Re: [PATCH 04/32] x86/intel_rdt: Add L3 cache capacity bitmask management

From: Shivappa Vikas
Date: Tue Jul 26 2016 - 13:09:39 EST




On Sat, 23 Jul 2016, Marcelo Tosatti wrote:

On Fri, Jul 22, 2016 at 02:43:23PM -0700, Luck, Tony wrote:
On Fri, Jul 22, 2016 at 04:12:04AM -0300, Marcelo Tosatti wrote:
How does this patchset handle the following condition:

6) Create reservations in such a way that the sum is larger than
total amount of cache, and CPU pinning (example from Karen Noel):

VM-1 on socket-1 with 80% of reservation.
VM-2 on socket-2 with 80% of reservation.
VM-1 pinned to socket-1.
VM-2 pinned to socket-2.

That's legal, but perhaps we need a description of
overlapping cache reservations.

Hardware tells you how finely you can divide the cache (and this
information is shown in /sys/fs/resctrl/info/l3/max_cbm_len to save
you from digging in CPUID leaves). E.g. on Broadwell the value is
20, so you can control cache allocations in 5% slices.

A bitmask defines which slices you can use (and h/w has the restriction
that you must have contiguous '1' bits in any mask). So you can pick
your 80% using 0x0ffff, 0x1fffe, 0x3fffc, 0x7fff8 or 0xffff0.

There is no requirement that masks be exclusive of each other. So
you might pick the two extremes: 0x0ffff and 0xffff0 for your two
VM's in this example. Each would be allowed to allocate up to 80%,
but with a big overlap in the middle. Each has 20% exclusive, but
there is a 60% range in the middle that they would compete for.

This are different sockets, so there is no competing/sharing of L3 cache
here: the question is about whether the interface allows the
user to specify that 80/80 reservation without complaining:
because the VM's are pinned, they will never actually
share the same L3 cache.

(haven't finished reading the patchset to be certain).

This series adds the per-socket support (See 23/32) - which will be folded into these which will should make it easier to read like Thomas suggested.
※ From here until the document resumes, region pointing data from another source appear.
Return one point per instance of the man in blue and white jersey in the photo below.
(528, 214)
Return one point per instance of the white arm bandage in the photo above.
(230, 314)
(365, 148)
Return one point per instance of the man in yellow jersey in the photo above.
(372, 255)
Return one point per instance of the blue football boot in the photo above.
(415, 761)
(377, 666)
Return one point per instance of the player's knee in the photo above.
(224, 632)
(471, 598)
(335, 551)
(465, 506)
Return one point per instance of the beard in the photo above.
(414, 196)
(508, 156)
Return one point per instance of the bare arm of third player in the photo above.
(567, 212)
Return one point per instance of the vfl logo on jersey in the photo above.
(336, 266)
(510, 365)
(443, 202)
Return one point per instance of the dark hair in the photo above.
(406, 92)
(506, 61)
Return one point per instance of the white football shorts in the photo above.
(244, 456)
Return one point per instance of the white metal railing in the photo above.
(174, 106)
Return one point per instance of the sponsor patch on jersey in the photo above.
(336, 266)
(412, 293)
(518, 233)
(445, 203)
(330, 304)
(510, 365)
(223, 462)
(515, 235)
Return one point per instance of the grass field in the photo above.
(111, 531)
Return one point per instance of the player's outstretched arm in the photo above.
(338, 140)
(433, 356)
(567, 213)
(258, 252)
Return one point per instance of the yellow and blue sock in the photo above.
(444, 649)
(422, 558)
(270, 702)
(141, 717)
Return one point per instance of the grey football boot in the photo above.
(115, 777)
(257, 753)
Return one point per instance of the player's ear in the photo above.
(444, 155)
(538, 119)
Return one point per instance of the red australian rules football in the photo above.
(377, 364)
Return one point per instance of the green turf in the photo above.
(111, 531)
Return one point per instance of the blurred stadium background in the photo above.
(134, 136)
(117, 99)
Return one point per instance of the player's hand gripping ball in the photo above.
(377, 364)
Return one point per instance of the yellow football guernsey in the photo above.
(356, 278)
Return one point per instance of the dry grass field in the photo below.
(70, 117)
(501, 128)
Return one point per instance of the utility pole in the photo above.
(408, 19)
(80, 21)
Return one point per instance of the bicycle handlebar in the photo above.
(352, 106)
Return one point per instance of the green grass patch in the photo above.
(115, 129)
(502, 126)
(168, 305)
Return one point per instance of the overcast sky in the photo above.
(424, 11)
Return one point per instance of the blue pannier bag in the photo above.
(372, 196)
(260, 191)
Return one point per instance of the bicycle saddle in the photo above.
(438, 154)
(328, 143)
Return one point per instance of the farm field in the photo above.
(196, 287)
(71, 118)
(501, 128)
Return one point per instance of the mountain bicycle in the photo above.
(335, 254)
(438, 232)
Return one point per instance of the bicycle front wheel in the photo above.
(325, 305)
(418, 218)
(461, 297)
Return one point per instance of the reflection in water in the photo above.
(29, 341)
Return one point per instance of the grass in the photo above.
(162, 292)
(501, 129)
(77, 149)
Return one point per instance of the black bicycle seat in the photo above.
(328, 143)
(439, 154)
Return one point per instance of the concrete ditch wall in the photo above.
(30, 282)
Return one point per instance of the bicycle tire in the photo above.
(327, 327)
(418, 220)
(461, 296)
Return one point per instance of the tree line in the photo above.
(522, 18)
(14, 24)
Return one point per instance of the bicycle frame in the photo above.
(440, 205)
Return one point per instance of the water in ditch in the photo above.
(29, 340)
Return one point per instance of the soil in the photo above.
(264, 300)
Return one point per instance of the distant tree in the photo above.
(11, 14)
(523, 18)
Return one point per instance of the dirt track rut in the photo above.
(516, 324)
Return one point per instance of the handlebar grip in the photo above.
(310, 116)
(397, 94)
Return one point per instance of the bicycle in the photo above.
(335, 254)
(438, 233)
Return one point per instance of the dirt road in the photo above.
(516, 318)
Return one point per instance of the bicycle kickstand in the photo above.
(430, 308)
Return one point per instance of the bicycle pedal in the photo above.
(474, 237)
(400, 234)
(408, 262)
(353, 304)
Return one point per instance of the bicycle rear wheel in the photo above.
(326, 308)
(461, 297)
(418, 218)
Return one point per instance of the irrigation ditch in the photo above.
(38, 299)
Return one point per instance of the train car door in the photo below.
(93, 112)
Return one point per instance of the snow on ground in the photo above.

The first 12 patches are the same as the old ones with the cgroup interface..
with the cgroup we were stuck with the atomicity issue to support per-socket because there was no way to define an interface to guarentee atomicity to the user when he wants an allocation of masks across different sockets

(basically he could end up in a situation where he could get a mask on one socket but not able to get it on an other as he ran out of closids, now the interface does it all at once - requiring the user to specify the masks for all sockets if you see the interface in later patches..) You could still do the above case you say with cgroup by co-mounting cpusets
and global masks but end up wasting closids.

Thanks,
Vikas